Я пытался устроить мозговой штурм и придумать стратегию выхода, однако не собрал и отряда на прорыв. Придется подыгрывать, решил я. Буду заупокойно стонать и говорить голосом Ночного Портье, если такова цена. Скажу, что в параллельном астрале жизнь прекрасна, пусть не горюет. Предоставлю Сэцуко все, что ей требуется, потому что – к добру или худу – такой уж я тип человека. Но должен признаться: мне гораздо больше нравилась та, другая Сэцуко – печальная, одинокая женщина у пруда.

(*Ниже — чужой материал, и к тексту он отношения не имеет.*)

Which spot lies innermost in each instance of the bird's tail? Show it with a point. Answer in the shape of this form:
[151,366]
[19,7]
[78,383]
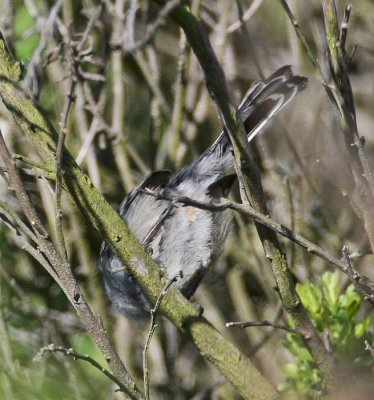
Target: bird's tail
[265,99]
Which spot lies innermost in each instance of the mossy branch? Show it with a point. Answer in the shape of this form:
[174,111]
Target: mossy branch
[251,187]
[234,366]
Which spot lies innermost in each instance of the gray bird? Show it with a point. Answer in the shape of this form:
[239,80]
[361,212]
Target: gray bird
[184,238]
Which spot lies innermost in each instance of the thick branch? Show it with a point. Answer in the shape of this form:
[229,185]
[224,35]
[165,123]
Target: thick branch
[236,368]
[251,187]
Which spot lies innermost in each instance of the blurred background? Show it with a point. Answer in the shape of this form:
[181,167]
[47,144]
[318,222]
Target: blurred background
[142,106]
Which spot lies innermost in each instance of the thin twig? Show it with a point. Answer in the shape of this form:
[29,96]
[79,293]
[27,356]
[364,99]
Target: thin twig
[20,192]
[251,324]
[153,326]
[59,167]
[150,31]
[262,219]
[361,284]
[84,357]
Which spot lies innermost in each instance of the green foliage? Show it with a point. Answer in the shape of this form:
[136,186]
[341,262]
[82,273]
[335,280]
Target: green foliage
[24,28]
[335,313]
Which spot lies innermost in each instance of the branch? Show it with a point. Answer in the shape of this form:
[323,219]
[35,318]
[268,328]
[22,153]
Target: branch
[251,324]
[251,187]
[362,283]
[84,357]
[219,351]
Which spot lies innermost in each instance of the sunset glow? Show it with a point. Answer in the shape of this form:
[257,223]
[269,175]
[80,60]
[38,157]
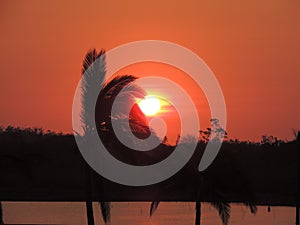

Я перекатился на спину, даже сквозь рубашку ощущая холодную обивку футона. Велено сосредоточиться, очистить сознание. Всем известно: либо сосредотачиваться, либо очищать сознание, но Сэцуко хотела и то и другое одновременно, а музыку заказывала она. Встав на колени возле меня, она зажгла благовония. Ей бы еще напялить халат и завести песнопение, но пока что она просто сидела рядом с серьезным видом.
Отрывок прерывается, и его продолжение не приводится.